# Running the thermodynamic analysis using the functions of the pipeline

Each model resulting from the first analysis meking use of GapFilling for finding new functionalities has a different combination of reactions allowing the substrate to be used for growth and/or be converted into the target compound. Hence, the list of reactions involved in the transformations changes among the variants. Thus the pipeline uses pathway length and thermodynamic driving force as two parameters for the evaluation of the strain designs. In this pipeline the MDF value [1] of a pathway is used to determine its thermodynamic feasibility. The aim of this module (Figure 1, step iii) is to first  identify which reactions are involved in the pathway and then calculate the pathway’s Max-min driving force (MDF) value. The thermidynamic analysis done by the pipeline make use of a the Python package [equilibrator-pathway](https://gitlab.com/equilibrator/equilibrator-pathway) for MDF calculation. This package is still under development and the the module of the pipeline reliying on it is the one that still needs further improvements. 
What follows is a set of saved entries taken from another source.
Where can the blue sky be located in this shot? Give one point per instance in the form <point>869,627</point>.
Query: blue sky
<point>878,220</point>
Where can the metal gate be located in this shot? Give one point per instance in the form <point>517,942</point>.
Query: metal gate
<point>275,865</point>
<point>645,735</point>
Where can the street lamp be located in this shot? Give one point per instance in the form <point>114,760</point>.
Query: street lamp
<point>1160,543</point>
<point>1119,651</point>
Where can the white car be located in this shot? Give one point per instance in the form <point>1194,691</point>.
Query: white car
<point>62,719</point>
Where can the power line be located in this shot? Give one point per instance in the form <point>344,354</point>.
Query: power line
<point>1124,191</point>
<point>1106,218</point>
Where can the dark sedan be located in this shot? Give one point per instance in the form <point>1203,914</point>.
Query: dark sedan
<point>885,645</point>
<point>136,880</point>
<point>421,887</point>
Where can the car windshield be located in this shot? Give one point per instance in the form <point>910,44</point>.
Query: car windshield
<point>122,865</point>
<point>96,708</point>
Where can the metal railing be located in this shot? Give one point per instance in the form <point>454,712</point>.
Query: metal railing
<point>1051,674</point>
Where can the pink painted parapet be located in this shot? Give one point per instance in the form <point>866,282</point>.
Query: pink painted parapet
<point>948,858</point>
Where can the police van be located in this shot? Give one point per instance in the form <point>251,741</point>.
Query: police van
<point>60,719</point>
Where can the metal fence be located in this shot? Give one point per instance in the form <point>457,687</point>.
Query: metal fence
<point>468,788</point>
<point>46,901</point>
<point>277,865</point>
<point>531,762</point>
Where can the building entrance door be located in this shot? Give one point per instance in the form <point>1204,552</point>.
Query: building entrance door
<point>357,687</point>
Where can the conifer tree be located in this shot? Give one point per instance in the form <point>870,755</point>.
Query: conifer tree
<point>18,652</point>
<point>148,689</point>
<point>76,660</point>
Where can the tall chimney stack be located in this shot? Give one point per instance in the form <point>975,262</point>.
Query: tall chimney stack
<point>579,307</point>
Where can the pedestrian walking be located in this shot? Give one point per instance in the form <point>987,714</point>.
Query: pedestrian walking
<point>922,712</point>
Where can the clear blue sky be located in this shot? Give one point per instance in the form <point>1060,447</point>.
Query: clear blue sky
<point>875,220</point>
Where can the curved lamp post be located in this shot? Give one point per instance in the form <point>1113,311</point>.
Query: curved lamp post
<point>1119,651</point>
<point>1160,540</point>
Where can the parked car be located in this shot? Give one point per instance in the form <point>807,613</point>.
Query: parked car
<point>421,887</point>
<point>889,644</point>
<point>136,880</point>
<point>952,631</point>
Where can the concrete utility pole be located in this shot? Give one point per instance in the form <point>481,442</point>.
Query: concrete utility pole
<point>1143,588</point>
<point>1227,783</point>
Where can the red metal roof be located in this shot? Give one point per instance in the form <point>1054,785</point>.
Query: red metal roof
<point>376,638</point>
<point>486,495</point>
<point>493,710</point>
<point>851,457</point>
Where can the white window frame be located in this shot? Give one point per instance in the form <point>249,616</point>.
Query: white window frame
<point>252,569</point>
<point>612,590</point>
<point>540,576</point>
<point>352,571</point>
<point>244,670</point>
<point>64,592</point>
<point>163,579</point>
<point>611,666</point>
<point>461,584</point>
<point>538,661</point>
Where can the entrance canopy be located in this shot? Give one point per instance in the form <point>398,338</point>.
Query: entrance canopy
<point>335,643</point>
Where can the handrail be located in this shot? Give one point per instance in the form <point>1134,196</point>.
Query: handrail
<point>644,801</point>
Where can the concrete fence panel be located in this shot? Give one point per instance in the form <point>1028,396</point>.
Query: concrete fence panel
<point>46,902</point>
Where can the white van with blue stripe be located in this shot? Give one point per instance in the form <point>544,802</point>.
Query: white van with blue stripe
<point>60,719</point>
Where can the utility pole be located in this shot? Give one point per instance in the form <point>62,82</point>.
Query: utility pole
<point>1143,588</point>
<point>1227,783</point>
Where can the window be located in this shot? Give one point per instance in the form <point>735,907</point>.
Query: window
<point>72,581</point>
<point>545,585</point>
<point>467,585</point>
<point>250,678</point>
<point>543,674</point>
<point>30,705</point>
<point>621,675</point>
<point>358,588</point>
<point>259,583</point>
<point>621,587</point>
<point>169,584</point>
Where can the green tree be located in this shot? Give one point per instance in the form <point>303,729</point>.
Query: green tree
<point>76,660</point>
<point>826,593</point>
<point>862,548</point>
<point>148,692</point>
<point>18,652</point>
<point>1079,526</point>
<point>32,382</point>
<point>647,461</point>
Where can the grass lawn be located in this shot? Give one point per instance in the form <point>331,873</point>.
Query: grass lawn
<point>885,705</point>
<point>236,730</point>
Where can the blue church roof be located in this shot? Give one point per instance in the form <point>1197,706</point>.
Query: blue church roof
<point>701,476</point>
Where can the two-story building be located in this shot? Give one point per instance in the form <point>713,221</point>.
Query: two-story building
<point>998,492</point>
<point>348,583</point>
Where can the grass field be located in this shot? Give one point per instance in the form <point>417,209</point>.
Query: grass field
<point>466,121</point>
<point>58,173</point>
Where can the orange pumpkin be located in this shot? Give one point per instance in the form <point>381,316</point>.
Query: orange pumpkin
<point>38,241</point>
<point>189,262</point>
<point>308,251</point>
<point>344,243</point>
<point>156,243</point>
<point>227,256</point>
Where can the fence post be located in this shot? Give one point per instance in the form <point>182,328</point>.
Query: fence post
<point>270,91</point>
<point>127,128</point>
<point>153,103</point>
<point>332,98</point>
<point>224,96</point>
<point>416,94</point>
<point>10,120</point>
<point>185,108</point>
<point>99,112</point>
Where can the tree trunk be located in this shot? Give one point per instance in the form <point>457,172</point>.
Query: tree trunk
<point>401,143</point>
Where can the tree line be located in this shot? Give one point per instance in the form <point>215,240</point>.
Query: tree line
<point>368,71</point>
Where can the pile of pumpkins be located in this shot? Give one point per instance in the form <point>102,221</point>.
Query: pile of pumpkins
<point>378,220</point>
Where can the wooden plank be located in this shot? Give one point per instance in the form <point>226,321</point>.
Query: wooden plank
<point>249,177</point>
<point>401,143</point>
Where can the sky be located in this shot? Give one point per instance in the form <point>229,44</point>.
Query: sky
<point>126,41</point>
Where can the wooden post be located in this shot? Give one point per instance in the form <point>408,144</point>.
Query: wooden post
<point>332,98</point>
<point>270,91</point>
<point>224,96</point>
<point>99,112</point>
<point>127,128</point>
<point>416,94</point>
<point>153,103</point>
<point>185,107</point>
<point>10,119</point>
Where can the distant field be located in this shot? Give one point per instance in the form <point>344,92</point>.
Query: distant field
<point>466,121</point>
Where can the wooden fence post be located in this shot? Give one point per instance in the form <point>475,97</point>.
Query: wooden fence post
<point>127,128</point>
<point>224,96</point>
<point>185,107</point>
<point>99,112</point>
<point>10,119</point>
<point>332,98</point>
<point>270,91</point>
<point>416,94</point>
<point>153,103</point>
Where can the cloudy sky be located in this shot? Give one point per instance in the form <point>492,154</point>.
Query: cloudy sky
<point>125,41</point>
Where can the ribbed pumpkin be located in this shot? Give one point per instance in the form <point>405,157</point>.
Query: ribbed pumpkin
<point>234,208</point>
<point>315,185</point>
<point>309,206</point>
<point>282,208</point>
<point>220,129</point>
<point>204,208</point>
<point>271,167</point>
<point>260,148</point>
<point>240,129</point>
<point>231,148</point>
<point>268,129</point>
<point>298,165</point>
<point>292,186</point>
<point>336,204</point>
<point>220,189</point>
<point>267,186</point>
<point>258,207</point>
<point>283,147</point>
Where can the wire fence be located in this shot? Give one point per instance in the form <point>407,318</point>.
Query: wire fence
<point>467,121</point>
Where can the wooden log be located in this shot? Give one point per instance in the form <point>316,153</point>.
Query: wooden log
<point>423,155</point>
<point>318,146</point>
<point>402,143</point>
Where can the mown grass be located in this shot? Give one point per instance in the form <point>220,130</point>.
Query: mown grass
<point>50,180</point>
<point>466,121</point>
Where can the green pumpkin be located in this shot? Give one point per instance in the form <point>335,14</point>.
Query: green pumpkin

The functions for thermodynamic analysis are called within the analysis module by the function *cons_prod_dict*. In the following tutorial some of the functions for the thermodynamic analysis are used individually on one of the combination of the strains of *E. coli* growing on methane. 

The logic of the analysis is the following:
1.	Add the reactions for growth on methane
2.	Check if it grows on methane
3.	Check if it produce the target (i.e. itacon)
4.  Use the pipeline function for the rest of the analusis


In [1]:
import cobra

from cobra.manipulation import modify 
import csv
from pipeline.scripts.input_parser import *
from pipeline.scripts.import_models import get_universal_main, get_reference_model
from pipeline.scripts.analysis import *
from pipeline.scripts.path_definition_mdf import whole_procedure_path_definition, mdf_analysis


In [2]:
data_repo = "./pipeline/inputs"
model = get_reference_model(data_repo, './pipeline/inputs/ecoli_tutorial.csv')
universal = get_universal_main(data_repo, './pipeline/inputs/ecoli_tutorial.csv')

Using license file C:\Users\delip\gurobi.lic
Academic license - for non-commercial use only


In [3]:
main('./pipeline/inputs/ecoli_tutorial.csv', universal, model)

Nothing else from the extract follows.